Fungi on a dead branch
Adjacent to the blossoming Mexican plum tree you recently saw in a picture from February 6th were these fungi growing on a dead branch. Mycologist David Lewis says they’re probably in the genus Trametes.
© 2019 Steven Schwartzman
the green background makes it so good.
sedge808
February 17, 2019 at 5:56 PM
Agreed. You may have heard me say a zillion times that the background is as important to a photograph as the subject.
Steve Schwartzman
February 17, 2019 at 6:34 PM
agreed
sedge808
February 17, 2019 at 6:41 PM
What a colossal find! That’s a stunning image.
Littlesundog
February 17, 2019 at 7:07 PM
If not colossal in size (which it wasn’t), then happily in its impact on you.
Steve Schwartzman
February 17, 2019 at 8:45 PM
I’ve never seen anything quite like it. The structure reminds me of honeycomb, or a wasp nest. Looking at it, I might assume it was as dead as the limb it’s attached to. Alive or dead, its colors coordinate nicely with the wood.
shoreacres
February 17, 2019 at 9:02 PM
I don’t think I’d ever seen anything of the sort, either. Your likening it to a honeycomb is apt in terms of appearance, if not in the distinction between inert and alive. Arithmetical me wondered how many little depressions there are in the fungus but I had no desire to count them.
Steve Schwartzman
February 17, 2019 at 10:16 PM
Beautiful patterns in those fungi, Steve. It does look like a bit like honeycomb, or even reticulum.
Lavinia Ross
February 17, 2019 at 10:36 PM
Or perhaps also a faded piece of a reticule:
https://www.ahdictionary.com/word/search.html?q=reticule
Steve Schwartzman
February 18, 2019 at 6:14 AM
The fungi remind me of reef coral.
Gallivanta
February 18, 2019 at 2:25 AM
From a television documentary the other night we learned that Australia’s Great Barrier Reef, which lies so close to Cairns, is home to several thousand species of sponges.
Steve Schwartzman
February 18, 2019 at 6:21 AM
And even though I have been to Cairns many times I have yet to visit the Great Barrier Reef.
Gallivanta
February 19, 2019 at 4:48 AM
I’m sorry to hear the reef has proved a great barrier for you.
Steve Schwartzman
February 19, 2019 at 7:13 AM
Very odd looking. We get lichens, moss, and fungi on our trees here, because it is so wet. Some of our fungi is rubbery too. But nothing we have looks like this! Ours looks more like the the example shown in the article on Wikipedia. Hard and dry. Is this one hard and dry?
Lynda
February 18, 2019 at 8:52 AM
I think it’s dry and firm, but to tell you the truth, I never touched it. The reason I photographed it is that, like you, I’d never seen a fungus quite like this one.
Steve Schwartzman
February 18, 2019 at 8:59 AM
Too funny! If I had been there I would definitely have petted it to see if it was soft or stiff… and then hoped that it didn’t close up on my hand and trap me there. 😉
Lynda
February 18, 2019 at 3:19 PM
I do usually touch the things I photograph. Somehow I didn’t in this case, but certainly not for fear it would grab me. Greenbrier vines and agarita, on the other hand, have often latched onto me.
Steve Schwartzman
February 18, 2019 at 3:32 PM
Agarita! 🙀
Lynda
February 18, 2019 at 4:57 PM
[…] one and then another recent post showed things I photographed along the northern end of Spicewood Springs Rd. on […]

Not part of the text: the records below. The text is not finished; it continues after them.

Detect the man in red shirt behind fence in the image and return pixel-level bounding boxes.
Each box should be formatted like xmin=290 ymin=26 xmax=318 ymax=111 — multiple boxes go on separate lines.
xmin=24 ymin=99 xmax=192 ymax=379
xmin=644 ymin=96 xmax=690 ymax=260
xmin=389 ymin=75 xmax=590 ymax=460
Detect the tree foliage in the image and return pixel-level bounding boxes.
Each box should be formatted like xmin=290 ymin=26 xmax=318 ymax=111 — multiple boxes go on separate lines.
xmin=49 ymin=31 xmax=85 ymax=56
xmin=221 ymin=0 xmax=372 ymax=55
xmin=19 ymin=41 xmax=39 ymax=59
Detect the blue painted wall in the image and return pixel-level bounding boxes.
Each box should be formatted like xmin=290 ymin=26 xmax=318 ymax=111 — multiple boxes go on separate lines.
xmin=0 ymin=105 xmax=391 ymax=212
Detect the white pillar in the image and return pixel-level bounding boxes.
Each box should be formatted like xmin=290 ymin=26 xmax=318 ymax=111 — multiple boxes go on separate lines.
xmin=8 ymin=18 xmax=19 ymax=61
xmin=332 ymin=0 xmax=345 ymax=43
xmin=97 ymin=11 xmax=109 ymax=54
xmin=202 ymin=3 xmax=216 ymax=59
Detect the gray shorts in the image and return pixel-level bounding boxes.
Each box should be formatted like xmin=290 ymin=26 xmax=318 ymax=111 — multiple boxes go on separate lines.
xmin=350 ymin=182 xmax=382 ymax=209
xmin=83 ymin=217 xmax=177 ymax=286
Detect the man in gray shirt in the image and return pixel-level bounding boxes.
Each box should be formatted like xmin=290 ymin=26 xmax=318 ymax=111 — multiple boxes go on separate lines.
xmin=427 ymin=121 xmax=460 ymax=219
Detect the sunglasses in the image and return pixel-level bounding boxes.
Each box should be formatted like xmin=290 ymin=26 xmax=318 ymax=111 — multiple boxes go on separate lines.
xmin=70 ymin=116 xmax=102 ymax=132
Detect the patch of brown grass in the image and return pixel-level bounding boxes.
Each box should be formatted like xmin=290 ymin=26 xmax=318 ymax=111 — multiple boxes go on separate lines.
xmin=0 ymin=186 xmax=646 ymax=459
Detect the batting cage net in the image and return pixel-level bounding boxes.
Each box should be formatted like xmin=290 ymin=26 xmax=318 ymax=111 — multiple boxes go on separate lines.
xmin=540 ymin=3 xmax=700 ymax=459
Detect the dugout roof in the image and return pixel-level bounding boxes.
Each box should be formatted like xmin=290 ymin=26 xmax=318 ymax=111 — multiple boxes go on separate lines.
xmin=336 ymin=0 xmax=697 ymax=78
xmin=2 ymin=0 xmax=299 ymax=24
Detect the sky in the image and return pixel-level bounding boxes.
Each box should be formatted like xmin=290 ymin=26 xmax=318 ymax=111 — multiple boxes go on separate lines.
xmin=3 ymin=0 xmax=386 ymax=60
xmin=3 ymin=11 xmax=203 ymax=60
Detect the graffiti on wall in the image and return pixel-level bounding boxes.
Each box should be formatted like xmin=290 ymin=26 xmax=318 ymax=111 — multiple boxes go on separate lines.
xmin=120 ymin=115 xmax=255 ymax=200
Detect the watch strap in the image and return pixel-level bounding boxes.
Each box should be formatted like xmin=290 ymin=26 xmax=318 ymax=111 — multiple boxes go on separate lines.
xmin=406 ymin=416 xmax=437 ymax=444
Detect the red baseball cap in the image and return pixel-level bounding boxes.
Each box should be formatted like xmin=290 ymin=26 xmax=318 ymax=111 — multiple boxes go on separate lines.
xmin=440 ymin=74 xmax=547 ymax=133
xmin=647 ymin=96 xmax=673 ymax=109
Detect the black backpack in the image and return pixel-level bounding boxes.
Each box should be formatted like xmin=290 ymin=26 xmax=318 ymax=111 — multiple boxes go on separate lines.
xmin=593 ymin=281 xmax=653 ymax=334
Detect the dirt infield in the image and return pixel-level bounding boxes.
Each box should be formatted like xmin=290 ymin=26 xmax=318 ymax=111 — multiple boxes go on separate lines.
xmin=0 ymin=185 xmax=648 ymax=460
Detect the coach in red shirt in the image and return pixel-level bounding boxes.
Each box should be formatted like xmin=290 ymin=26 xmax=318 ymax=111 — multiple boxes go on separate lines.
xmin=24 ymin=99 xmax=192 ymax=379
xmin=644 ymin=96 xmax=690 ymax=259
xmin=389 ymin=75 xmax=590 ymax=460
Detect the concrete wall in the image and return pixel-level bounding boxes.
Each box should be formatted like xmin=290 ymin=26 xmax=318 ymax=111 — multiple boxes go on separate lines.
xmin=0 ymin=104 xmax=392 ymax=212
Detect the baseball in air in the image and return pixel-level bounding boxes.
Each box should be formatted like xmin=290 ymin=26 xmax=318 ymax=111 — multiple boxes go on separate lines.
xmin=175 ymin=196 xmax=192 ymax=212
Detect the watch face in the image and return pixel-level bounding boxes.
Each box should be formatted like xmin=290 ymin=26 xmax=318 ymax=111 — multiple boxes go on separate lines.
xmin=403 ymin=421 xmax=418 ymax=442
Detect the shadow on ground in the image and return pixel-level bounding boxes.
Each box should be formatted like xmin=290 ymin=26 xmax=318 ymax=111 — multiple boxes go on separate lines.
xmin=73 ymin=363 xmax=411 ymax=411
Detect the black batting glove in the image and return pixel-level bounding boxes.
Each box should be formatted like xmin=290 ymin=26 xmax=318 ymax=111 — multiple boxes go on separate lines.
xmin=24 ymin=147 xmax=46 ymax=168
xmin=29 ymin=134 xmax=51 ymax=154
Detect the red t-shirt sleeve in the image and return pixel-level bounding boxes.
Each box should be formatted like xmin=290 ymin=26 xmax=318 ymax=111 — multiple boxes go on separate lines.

What I’d actually stopped to photograph | Portraits of Wildflowers
February 19, 2019 at 4:29 AM
AKA Polypores. This is the underside, I believe. The top might identify them as one of the turkey tails…Trametes versicolor, one of my favorites and quite common here in New England.
Steve Gingold
February 19, 2019 at 6:50 PM
The word polypore had come into my head after I saw all those “pores” but I didn’t trust myself enough to go with it, given how little I know about fungi: essentially nothing. You’re more advanced.
Steve Schwartzman
February 19, 2019 at 9:32 PM
I enjoy finding different mushrooms as well as wildflowers. I am no mycologist, but find them fascinating and so varied in their shapes and forms.
Steve Gingold
February 20, 2019 at 7:08 PM
Like you, I find their patterns and shapes intriguing, regardless of what they are scientifically.
Steve Schwartzman
February 21, 2019 at 7:16 AM
It is so cool to see the web of life in action.
melissabluefineart
February 28, 2019 at 8:05 AM
To see and where possible to document.